Wars That Shaped the Nation

The Revolutionary War

In 1775, American minutemen at Lexington and Concord, Massachusetts, fired the “shots heard around the world.” The colonists fought the British to establish their independence from New York to Georgia and from Massachusetts Bay to the Indian territories beyond the Appalachian Mountains. From 1776 to 1778, fighting centered near New York and Philadelphia. In 1780, the British focused on a campaign in the South. Unsuccessful and pursued by Generals Nathaniel Greene and George Washington, the British retreated to Yorktown, Virginia. In 1781, under the tightening siege of French and American forces, the British, under Lord Cornwallis, surrendered. The Continental Army moved to nearby New Windsor, New York, until the British recognized American independence with the Treaty of Paris in 1783.

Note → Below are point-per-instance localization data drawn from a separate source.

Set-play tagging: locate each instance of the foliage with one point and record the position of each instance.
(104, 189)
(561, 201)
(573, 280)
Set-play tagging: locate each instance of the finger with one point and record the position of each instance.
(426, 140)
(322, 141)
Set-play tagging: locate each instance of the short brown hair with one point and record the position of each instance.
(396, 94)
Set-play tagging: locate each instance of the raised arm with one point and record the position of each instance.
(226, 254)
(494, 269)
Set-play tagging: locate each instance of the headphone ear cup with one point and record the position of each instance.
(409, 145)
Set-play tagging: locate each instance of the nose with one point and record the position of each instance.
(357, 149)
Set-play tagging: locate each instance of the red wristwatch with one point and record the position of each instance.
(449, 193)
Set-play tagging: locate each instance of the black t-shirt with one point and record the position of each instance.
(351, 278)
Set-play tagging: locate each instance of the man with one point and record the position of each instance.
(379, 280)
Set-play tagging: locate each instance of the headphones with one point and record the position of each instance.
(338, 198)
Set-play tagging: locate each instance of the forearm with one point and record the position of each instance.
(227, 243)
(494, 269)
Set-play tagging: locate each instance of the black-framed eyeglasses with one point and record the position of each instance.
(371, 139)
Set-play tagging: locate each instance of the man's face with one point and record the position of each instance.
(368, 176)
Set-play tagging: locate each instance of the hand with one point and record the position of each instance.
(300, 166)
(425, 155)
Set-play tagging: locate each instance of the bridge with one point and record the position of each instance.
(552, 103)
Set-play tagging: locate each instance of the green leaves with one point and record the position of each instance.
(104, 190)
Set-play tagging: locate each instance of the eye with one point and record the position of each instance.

West Point’s role in the American Revolution was critical. At the time of the Revolution, the Hudson River was a major transportation route in the colonies. The bend in the river here was the only major obstacle that a ship had to negotiate between New York City and Albany. The Americans recognized this at the outset of the war and began the first of a number of plans to fortify the ground on both sides of the river and construct a chain obstacle from West Point to Constitution Island. The British raided the island in 1777 as part of a campaign to take the entire river. In 1778, the Americans shifted to the higher ground at West Point and its surrounding hills, building a fortress the British never challenged.

The weapons of the Revolution show the state of the gunmaker’s art at the end of the eighteenth century. All the guns were imported from Europe because America had no cannon foundries at the beginning of the war. Made of bronze, the guns ornate detailing characterizes the artistic nature of cannon casting in France and England. These smoothbore muzzle loaders could fire solid shot weighing 6 to 12 pounds. The shorter weapon on the carriage is a howitzer captured at Saratoga, that was designed to deliver plunging fire from a high angle onto entrenched troops.

Marker is on Cullum Road, on the right when traveling west.